In this post I’ll discuss neural networks and TensorFlow basics. In particular, I haven’t found many TensorFlow examples that start out with simpler training models that still make use of neural networks. If you want a “hello world” level introduction to TensorFlow, you can find, well, something like that here.

My plan is to build this into a series that will discuss some of the details involved in what is now commonly called Deep Learning, including convolutional neural networks, recurrent neural networks, etc. but you won’t find any of that in this first post. If you want an introduction to Deep Learning to hold you over in the mean time, I can recommend:

Lectures by Geoffrey Hinton, Andrew Ng, and Yann LeCun.

This course from Udacity.

This online book and tutorial by Michael Nielsen.

My goal with this and future posts is to address gaps or obstacles I encountered getting going with both TensorFlow and Deep Learning in general, and to provide some commentary on TensorFlow’s design from a fairly neutral standpoint. On the way I’ll provide some simple examples of both very high and moderately low level code examples in both Python and Clojure for reference and contrast.

As a side note: I think my preference for Clojure is starting to become painfully obvious in my Python these days, so even when I stick to Python the functional style will come through strongly anyways. Set expectations accordingly.

# Why I’m Interested in Deep Learning

Remote sensing involves a lot of machine learning, and I’ve worked with neural networks off and on in my research. In particular, a classic use of neural networks is for classification tasks when you can’t rely on assumptions of normality in your training data and need a nonparametric technique. For example, building size and morphology attributes caused issues when I implemented a segment level classification technique on LiDAR data for my Master’s thesis research. I used a Neural Network to classify segments as building/non-building and to classify buildings by likely land use using neural networks for this reason.

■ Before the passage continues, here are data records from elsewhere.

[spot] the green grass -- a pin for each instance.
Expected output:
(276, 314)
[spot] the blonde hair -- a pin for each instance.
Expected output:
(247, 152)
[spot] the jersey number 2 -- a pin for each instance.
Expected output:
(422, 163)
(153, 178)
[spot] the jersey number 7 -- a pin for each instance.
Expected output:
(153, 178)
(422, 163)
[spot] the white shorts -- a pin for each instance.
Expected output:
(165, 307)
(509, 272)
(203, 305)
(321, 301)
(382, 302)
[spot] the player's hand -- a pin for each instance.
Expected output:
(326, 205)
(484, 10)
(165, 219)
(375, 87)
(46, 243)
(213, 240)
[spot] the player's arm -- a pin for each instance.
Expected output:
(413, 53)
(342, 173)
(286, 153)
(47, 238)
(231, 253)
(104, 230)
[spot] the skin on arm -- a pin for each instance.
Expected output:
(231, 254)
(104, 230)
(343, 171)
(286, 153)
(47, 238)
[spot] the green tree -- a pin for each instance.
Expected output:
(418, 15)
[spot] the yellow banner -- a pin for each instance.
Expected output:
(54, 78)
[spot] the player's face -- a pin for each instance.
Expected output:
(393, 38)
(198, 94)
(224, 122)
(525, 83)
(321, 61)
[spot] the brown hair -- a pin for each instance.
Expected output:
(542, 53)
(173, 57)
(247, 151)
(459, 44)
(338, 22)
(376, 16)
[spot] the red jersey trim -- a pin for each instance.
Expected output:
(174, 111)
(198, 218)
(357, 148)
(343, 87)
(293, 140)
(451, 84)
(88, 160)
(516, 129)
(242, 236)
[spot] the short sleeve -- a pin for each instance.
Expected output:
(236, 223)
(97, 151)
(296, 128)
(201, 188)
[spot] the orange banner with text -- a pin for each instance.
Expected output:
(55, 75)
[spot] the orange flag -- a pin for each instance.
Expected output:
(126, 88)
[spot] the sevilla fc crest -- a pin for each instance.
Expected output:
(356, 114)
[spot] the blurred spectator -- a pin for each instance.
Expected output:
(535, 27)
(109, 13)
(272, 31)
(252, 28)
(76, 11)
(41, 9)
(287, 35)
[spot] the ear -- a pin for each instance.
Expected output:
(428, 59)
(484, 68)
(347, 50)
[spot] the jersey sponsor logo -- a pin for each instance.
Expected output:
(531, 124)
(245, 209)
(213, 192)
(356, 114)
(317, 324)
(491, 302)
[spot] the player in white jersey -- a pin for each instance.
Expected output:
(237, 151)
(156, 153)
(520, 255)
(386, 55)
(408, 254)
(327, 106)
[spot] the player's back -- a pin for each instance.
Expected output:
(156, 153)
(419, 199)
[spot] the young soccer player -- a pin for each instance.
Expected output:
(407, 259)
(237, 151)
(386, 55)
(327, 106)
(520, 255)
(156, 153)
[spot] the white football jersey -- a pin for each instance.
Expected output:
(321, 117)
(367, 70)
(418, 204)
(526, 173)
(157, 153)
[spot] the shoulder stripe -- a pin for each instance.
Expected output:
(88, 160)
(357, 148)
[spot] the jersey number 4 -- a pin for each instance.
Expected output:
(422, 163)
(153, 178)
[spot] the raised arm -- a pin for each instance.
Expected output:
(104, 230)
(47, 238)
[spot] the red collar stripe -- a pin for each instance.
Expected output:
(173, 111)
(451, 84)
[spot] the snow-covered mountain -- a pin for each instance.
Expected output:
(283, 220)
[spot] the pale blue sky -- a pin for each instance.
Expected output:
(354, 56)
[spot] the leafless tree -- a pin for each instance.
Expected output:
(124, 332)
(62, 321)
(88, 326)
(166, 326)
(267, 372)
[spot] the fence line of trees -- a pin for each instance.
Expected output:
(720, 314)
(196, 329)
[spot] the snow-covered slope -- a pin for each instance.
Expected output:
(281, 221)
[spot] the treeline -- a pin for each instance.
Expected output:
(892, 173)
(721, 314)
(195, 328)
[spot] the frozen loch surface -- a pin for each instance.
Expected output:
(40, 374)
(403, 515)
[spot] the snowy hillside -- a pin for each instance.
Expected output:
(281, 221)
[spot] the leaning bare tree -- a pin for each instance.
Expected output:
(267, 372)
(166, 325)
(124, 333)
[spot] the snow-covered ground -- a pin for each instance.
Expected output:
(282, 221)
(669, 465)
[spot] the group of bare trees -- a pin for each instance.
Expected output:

I didn’t pursue neural networks much farther because at the time (well, in Geography where we seem to be always be several years behind the state of the art in Machine Learning) neural networks were not considered to be particularly strong methods and the general consensus was that using one or two hidden layers was pretty much the most interesting thing you could do with them. Even Machine Learning researchers in Computer Science who specialized in Neural Networks were kind of looked on as a fringe group over a decade ago, but that’s changed significantly given several machine learning and AI milestones that have come out of Deep Learning.

The most promising aspect of Deep Learning for me is the possibility of removing many of the \“magic touch of the analyst\” steps of feature extraction, model selection, manual data transformations, etc. that make machine learning models traditionally difficult to generalize. I tried to take a small step towards improvements of this process with my dissertation research by finding features that would generalize between scenes and using those to automatically classify urban areas in images. I used those cross-scene features to provide labels for spectra extracted through an unsupervised process. I’m struck by the fact that deep learning tasks in image recognition take this process back one step further and provide a means to learn those features at multiple orders and levels of abstraction. To see what I’m referring to, see some of the papers on deep convolutional networks, for example:

Moreover, Deep Learning is proving powerful when combined with other systems, as a perceptual component in reinforcement learning and combined with tree search in AlphaGo. While I recognize the huge milestone beating top human players at Go is, I find the nearness to human models of learning explored with the Atari paper and the mixture of deep and reinforcement learning components in the Go paper the most compelling.

I won’t deny that in many ways Deep Learning is being overhyped and it’s certainly being cargo culted incessantly, but there really is something to all the fuss and it’s worth exploring.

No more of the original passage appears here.